Mme A a perdu en première instance devant le TA de Grenoble, puis en appel une première fois devant la CAA de Lyon. Sur pourvoi, elle a obtenu la cassation de cet arrêt par le Conseil d'État, qui a renvoyé l'affaire devant la même Cour pour être rejugée.
Notre article sur l'arrêt de la CAA de Lyon : Plus-value immobilière et prix d'acquisition : de l'opposabilité de la ventilation figurant dans la partie normalisée de l'acte de vente initial
Notre article sur l'arrêt du Conseil d'Etat : Cession portant sur une partie d'un bien : la mention du prix dans la partie normalisée d'un acte ne vaut pas "prix stipulé" pour le calcul de la plus-value immobilière
Pour mémoire, il ressort de l'analyse du Conseil d'Etat que, les mentions unilatérales figurant dans la partie normalisée de l'acte de vente immobilière destinée aux formalités de publicité foncière, notamment lorsqu'elles émanent des seuls vendeurs et visent uniquement le calcul de leur propre plus-value, ne peuvent être considérées comme un "prix stipulé" au sens de l'article 150 VB du CGI pour le calcul de la plus-value immobilière.
La Cour administrative d'appel de Lyon a modifié son analyse initiale et donné raison à la contribuable sur toute la ligne.
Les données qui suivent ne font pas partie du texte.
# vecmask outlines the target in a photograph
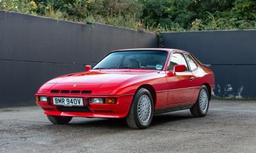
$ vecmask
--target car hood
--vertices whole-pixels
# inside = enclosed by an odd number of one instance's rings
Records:
[[[89,71],[62,76],[48,83],[55,84],[110,84],[122,82],[141,75],[140,73]]]

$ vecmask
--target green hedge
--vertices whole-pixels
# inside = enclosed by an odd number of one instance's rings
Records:
[[[0,9],[151,31],[256,28],[255,0],[0,0]]]

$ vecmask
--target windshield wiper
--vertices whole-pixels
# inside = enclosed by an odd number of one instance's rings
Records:
[[[134,69],[134,68],[131,67],[123,67],[123,68],[119,68],[118,69]]]

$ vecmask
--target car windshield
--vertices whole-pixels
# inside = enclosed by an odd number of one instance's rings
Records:
[[[162,70],[167,52],[143,50],[113,52],[93,69],[149,69]]]

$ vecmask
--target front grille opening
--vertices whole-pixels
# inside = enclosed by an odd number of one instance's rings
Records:
[[[71,94],[80,94],[80,91],[71,91]]]
[[[51,91],[51,93],[59,93],[60,92],[60,90],[52,90]]]
[[[95,113],[113,113],[113,110],[93,110]]]
[[[61,112],[84,112],[84,113],[92,112],[92,111],[87,107],[58,106],[57,109]]]
[[[92,94],[92,91],[82,91],[81,94]]]
[[[68,91],[68,90],[62,90],[62,91],[60,91],[60,92],[61,94],[68,94],[68,93],[69,93],[69,91]]]

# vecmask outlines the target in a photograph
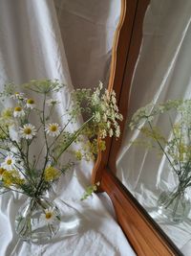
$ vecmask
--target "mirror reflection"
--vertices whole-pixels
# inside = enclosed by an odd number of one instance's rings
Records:
[[[184,113],[182,105],[177,107],[178,111],[172,107],[170,114],[160,109],[162,114],[155,115],[154,120],[149,119],[153,127],[144,119],[139,129],[131,131],[129,123],[136,110],[149,103],[152,105],[142,111],[152,116],[153,105],[191,98],[190,13],[189,0],[183,3],[180,0],[151,1],[143,23],[142,45],[131,87],[128,123],[117,163],[117,177],[185,255],[190,255],[191,251],[191,137],[190,123],[180,126]],[[183,106],[189,119],[190,102],[186,103]],[[147,129],[143,129],[143,125],[147,125]],[[154,128],[158,129],[154,130]],[[146,140],[144,135],[147,135]],[[173,218],[173,214],[169,218],[169,214],[159,207],[159,198],[164,200],[160,198],[161,193],[176,191],[180,182],[184,187],[183,192],[181,190],[175,197],[177,202],[172,198],[173,202],[164,208],[178,208],[182,220]],[[180,194],[186,194],[185,201],[180,198]],[[170,194],[167,195],[170,198]]]

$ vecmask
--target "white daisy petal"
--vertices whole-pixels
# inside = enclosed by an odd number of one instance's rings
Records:
[[[52,137],[58,136],[60,134],[61,128],[58,124],[53,123],[45,126],[45,131]]]
[[[31,109],[33,109],[35,107],[35,103],[32,99],[28,99],[26,105],[27,105],[27,107]]]
[[[57,100],[53,100],[53,99],[49,99],[46,101],[46,104],[49,105],[49,106],[53,106],[56,104],[59,104],[59,102]]]
[[[13,111],[14,117],[22,117],[25,115],[25,112],[21,106],[15,106]]]
[[[23,128],[20,128],[20,135],[22,138],[31,140],[36,135],[36,128],[31,124],[26,124]]]
[[[11,154],[8,154],[1,164],[1,168],[4,168],[8,171],[11,171],[15,165],[15,158]]]
[[[24,93],[23,92],[15,92],[13,95],[11,96],[11,98],[14,100],[24,100]]]

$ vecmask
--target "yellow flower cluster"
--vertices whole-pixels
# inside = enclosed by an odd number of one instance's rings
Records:
[[[21,178],[19,172],[16,170],[3,171],[2,180],[5,187],[10,187],[12,185],[17,187],[25,183],[25,179]]]
[[[53,181],[60,176],[60,172],[53,166],[45,169],[44,179],[45,181]]]

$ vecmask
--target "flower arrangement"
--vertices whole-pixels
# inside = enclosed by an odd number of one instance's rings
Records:
[[[178,185],[170,193],[162,193],[159,206],[162,213],[170,215],[174,221],[180,221],[190,211],[188,198],[182,198],[186,188],[191,186],[191,100],[169,100],[164,104],[148,104],[133,116],[130,128],[138,128],[146,140],[135,142],[155,149],[165,156]],[[159,115],[166,115],[170,134],[164,134],[155,126]]]
[[[56,80],[31,81],[19,86],[25,93],[18,91],[12,83],[5,85],[0,93],[2,101],[13,100],[13,107],[1,109],[0,194],[15,191],[32,198],[28,217],[17,218],[17,231],[21,236],[26,236],[26,233],[28,237],[32,235],[29,232],[32,229],[29,215],[37,204],[41,208],[39,219],[47,221],[49,229],[55,233],[50,223],[59,221],[58,210],[46,200],[40,201],[40,198],[74,165],[70,159],[63,164],[61,156],[66,151],[73,151],[78,160],[89,160],[95,157],[98,150],[105,149],[106,136],[117,138],[120,134],[118,122],[122,116],[118,113],[116,94],[114,91],[102,92],[101,82],[94,90],[73,91],[70,109],[59,117],[60,123],[53,120],[61,104],[56,100],[56,93],[62,91],[64,86]],[[38,95],[40,101],[37,103],[35,97],[28,97],[30,92]],[[81,113],[85,113],[87,120],[71,132],[69,125],[76,122]],[[63,117],[64,122],[61,122]],[[100,138],[99,143],[97,137]],[[43,144],[39,152],[33,154],[32,145],[39,138]],[[71,150],[73,143],[82,145],[82,148]],[[22,225],[24,219],[27,221]]]

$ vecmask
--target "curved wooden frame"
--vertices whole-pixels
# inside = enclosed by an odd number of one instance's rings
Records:
[[[124,117],[128,111],[130,85],[142,38],[142,24],[150,0],[121,0],[121,15],[116,32],[109,90],[117,93]],[[125,118],[121,124],[123,133]],[[117,221],[138,255],[182,255],[116,176],[119,140],[108,138],[107,150],[99,153],[92,182],[100,182],[114,204]]]

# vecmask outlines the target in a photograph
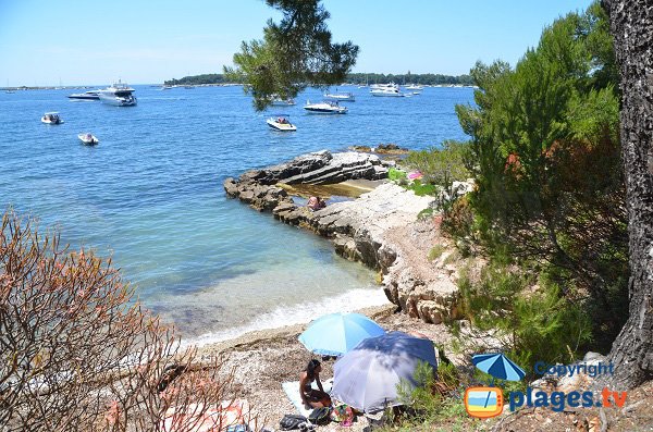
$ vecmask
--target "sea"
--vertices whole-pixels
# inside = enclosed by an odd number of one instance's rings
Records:
[[[322,149],[466,139],[455,106],[473,103],[471,88],[377,98],[343,86],[356,96],[344,115],[306,112],[318,89],[259,113],[238,86],[133,87],[136,107],[72,101],[71,89],[0,92],[0,208],[111,258],[138,300],[197,344],[386,303],[371,270],[226,198],[226,177]],[[49,111],[64,123],[42,124]],[[271,129],[278,114],[297,132]],[[82,145],[86,132],[100,144]]]

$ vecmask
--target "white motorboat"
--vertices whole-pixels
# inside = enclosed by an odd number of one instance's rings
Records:
[[[423,90],[424,88],[422,86],[419,86],[417,84],[409,84],[406,86],[406,90]]]
[[[77,138],[79,138],[85,146],[97,146],[100,143],[100,140],[91,133],[79,134],[77,135]]]
[[[84,92],[72,94],[69,99],[74,100],[100,100],[100,90],[88,90]]]
[[[268,119],[266,122],[268,126],[272,127],[275,131],[282,132],[293,132],[297,131],[297,126],[288,121],[288,115],[286,114],[276,114],[276,116]]]
[[[398,84],[394,84],[394,83],[389,83],[389,84],[372,84],[370,86],[371,90],[391,90],[391,89],[395,89],[395,90],[399,90],[399,85]]]
[[[62,124],[63,120],[58,112],[46,112],[41,118],[41,122],[45,124]]]
[[[289,107],[289,106],[294,106],[295,104],[295,100],[294,99],[282,99],[280,97],[274,97],[272,99],[272,103],[273,107]]]
[[[308,112],[315,112],[318,114],[346,114],[347,107],[341,107],[336,101],[324,101],[318,103],[310,103],[310,100],[306,101],[304,109]]]
[[[352,92],[328,92],[324,94],[326,100],[337,100],[338,102],[355,102],[356,98]]]
[[[386,98],[403,98],[405,96],[403,92],[399,91],[398,88],[391,87],[375,88],[373,90],[370,90],[370,94],[372,96],[381,96]]]
[[[119,79],[111,87],[99,91],[100,101],[116,107],[134,107],[136,104],[136,98],[132,95],[134,91],[136,90]]]

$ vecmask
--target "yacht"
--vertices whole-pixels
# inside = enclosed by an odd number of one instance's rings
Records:
[[[372,84],[370,86],[370,88],[372,90],[392,90],[392,89],[395,89],[395,90],[398,91],[399,90],[399,85],[398,84],[394,84],[394,83],[391,82],[389,84]]]
[[[406,90],[423,90],[424,88],[422,86],[419,86],[417,84],[409,84],[406,86]]]
[[[308,112],[315,112],[318,114],[346,114],[347,107],[341,107],[336,101],[324,101],[318,103],[310,103],[310,100],[306,101],[304,109]]]
[[[41,118],[41,122],[45,124],[62,124],[63,120],[61,120],[58,112],[46,112]]]
[[[337,100],[340,102],[355,102],[356,98],[352,92],[329,92],[324,94],[326,100]]]
[[[136,90],[119,79],[111,87],[99,91],[100,101],[116,107],[133,107],[136,104],[136,98],[132,95],[134,91]]]
[[[398,88],[385,87],[385,88],[375,88],[370,90],[372,96],[382,96],[386,98],[403,98],[405,95],[399,91]]]
[[[280,97],[274,97],[272,99],[272,103],[273,107],[289,107],[289,106],[294,106],[295,104],[295,100],[294,99],[282,99]]]
[[[270,118],[266,122],[268,123],[268,126],[272,127],[274,131],[297,131],[297,126],[291,123],[287,118],[288,115],[286,114],[276,114],[276,116]]]
[[[69,99],[74,100],[100,100],[100,90],[88,90],[76,92],[69,96]]]
[[[100,140],[93,135],[90,132],[85,133],[85,134],[79,134],[77,135],[77,138],[79,138],[79,140],[85,145],[85,146],[97,146]]]

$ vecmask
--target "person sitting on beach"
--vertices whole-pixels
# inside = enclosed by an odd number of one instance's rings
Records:
[[[330,407],[331,397],[324,388],[322,388],[322,382],[320,381],[320,372],[322,371],[322,365],[316,359],[308,362],[306,369],[299,374],[299,395],[304,405],[312,408]],[[311,383],[316,382],[318,388],[312,388]]]
[[[316,211],[326,207],[326,202],[320,197],[310,197],[306,206],[312,211]]]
- La Cour a tout d'aboord rappelé que la charge de la preuve de la valeur vénale qu'elle entendait substituer à celle déclarée par le contribuable incombait à l'administration. Or, elle a estimé que l'administration avait échoué à apporter cette preuve. Le simple fait de se référer à une déclaration effectuée par les vendeurs en 2004 pour leurs propres besoins fiscaux est jugé insuffisant. Cette déclaration n'est pas opposable à l'acquéreur et l'administration n'apporte aucun élément pour justifier que le chiffre qui y figure correspondrait à la valeur vénale réelle du bien.
- Puis, la Cour a validé la méthode alternative utilisée par la contribuable. Elle énonce un principe essentiel en matière d'évaluation immobilière : en l'absence de transactions comparables, il faut utiliser une méthode permettant d'approcher au mieux le jeu normal de l'offre et de la demande. Pour un terrain à bâtir...
...sa valorisation est dépendante des droits à construire qui y sont attachés
La Cour relève le fait, déterminant, que des permis de construire avaient été délivrés juste avant l'acquisition de 2004, ce qui rendait ce potentiel constructible certain et non hypothétique. Par conséquent, la méthode consistant à ventiler le prix global d'acquisition au prorata des surfaces constructibles est jugée parfaitement fondée.